Mark Trevor of Vaultex was up next. Retail cash management and the challenge that branch closures is creating for business - a subject close to our hearts. What is apparent from Mark’s presentation is there is a clear gap in the market for the provision of cash to SMEs, as the current models for accessing and depositing cash are inconvenient for the modern world. How can we fill the gap? Vaultex believes convenience and security are key and were keen to promote ideas from their banking services collaboration with Vocalink. The next session focused on software innovation. Auriga and UBI Banca spoke about cash automation and the new branch experience. Customers are ready for digital innovation and want the experience to be more like a store than a bank branch. The presentation highlighted the Auriga software as the way forward, however irrespective of the software that sits behind the ATM, a bank must ensure any enhancements at the ATM provide a frictionless user experience – just putting a “smart ATM” in a standard branch will not provide the answer.

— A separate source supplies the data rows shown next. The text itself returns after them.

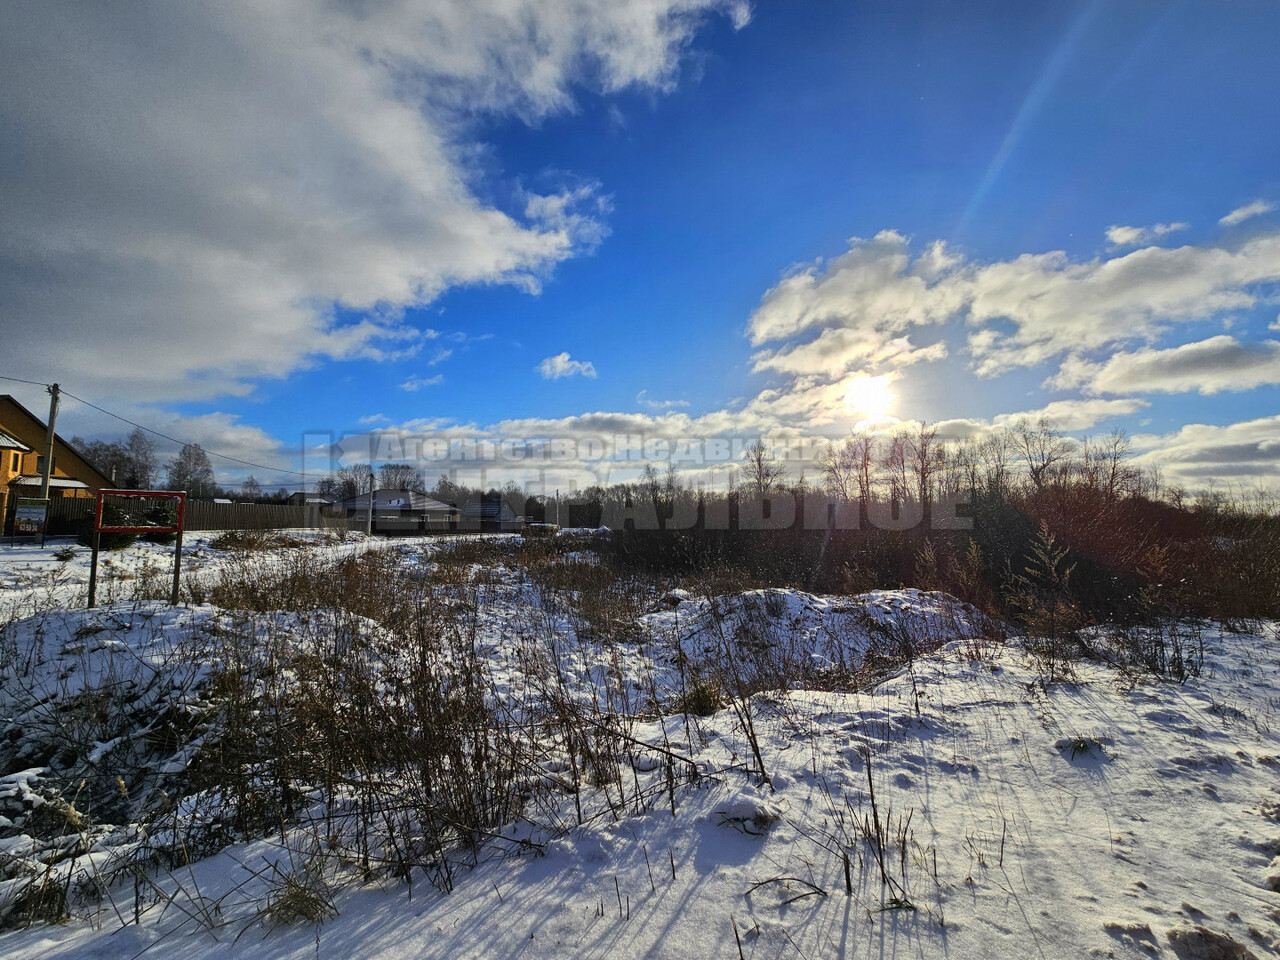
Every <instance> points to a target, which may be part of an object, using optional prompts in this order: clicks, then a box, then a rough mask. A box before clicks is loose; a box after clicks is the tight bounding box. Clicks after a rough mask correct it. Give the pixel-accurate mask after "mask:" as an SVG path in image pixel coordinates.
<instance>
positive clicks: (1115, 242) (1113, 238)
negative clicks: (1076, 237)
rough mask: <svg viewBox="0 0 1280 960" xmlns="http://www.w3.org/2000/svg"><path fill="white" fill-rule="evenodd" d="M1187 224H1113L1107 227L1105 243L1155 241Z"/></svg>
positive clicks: (1169, 223)
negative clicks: (1119, 224) (1130, 225)
mask: <svg viewBox="0 0 1280 960" xmlns="http://www.w3.org/2000/svg"><path fill="white" fill-rule="evenodd" d="M1189 225H1190V224H1187V223H1157V224H1152V225H1151V227H1121V225H1119V224H1114V225H1111V227H1107V243H1110V244H1111V246H1112V247H1137V246H1140V244H1143V243H1151V242H1152V241H1157V239H1160V238H1161V237H1165V236H1167V234H1170V233H1175V232H1178V230H1185V229H1187V228H1188V227H1189Z"/></svg>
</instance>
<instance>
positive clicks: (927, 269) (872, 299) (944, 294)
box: [748, 230, 964, 346]
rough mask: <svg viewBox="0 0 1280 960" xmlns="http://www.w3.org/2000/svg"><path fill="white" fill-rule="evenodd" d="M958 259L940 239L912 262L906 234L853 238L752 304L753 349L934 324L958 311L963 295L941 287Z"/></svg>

ATM in a mobile world is now the topic with Payment Services Austria and Salzburger Banken Software. Nothing radically new here, obviously ”new” technologies such as smartphones and NFC are here to stay (or at least iterations of them) and the speakers discussed the take up. However, I could not help but think that there are too many solutions for the same perceived problem of speeding up the ATM transaction process. Surely a way to look at this would be to ask the customer if this actually is something that causes them pain.

After lunch, Stream 2 provided us with insight into how to manage evolving consumer payment preferences. Useful, as it is always interesting to see what customers are starting to embrace in other areas

Up first James Lowman, CEO of the Association of Convenience Stores. The proliferation of ATMs in convenience stores is well known as store owners have seen the revenue generating opportunities but there is now a real take up of alternative payment methods. As above stores are seeing multiple solutions for the same problem, namely NFC and cardless. It will be interesting to see if any of these take a significant market share and compete with Apple Pay and Android Pay.

James also touched on the point of whether convenience stores could fill the void that branch closures leave behind. Interesting point and one that surely, if the Association could come up with a compelling proposition, could be an opportunity for the big banks.

Next, we heard from John Howells from LINK discuss adapting an ATM network in a changing world. The UK has been through a great deal of regulatory change. Interestingly the first article to announce that ‘cash is dead’ was published by the FT in 1966, a year before the first cash machine was deployed by Barclays in Enfield.

As the processer for LINK it was interesting to hear that LINK disagrees with PaymentsUK on the rate of decline in cash, although both agree that it will decline. Another statement was that the entire cost of the UK ATM network is around £1bn. 33% of ATMS are located in convenience stores and almost 80% of transactions per month occur at those stores. John provided a brief overview on the financial inclusion initiative LINK has introduced since 2007, which sees ATM deployers rewarded with higher interchange for supporting social inclusion areas. Finally, John introduced the LINK branch concept to address the trend in branch closures, this would be an interesting new development and we look forward to seeing how that will impact the high street.

Probably an unsurprising statement to make now we are at the end of the conference but “Cash is still King”. It may be an ageing relative but it is still the best known.

Over the past 2 days we have heard many people tell us how they are innovating. One thing is obvious, those who engage with customers and have buy in from staff are far more likely to succeed than those who are innovating for the sake of it.

We’ve said it before and I’m afraid we’re saying it again, in a time of massive change and evolution there are some things that cannot and must not change. RELIABILITY … SECURITY … TRUST and please don’t forget the customer.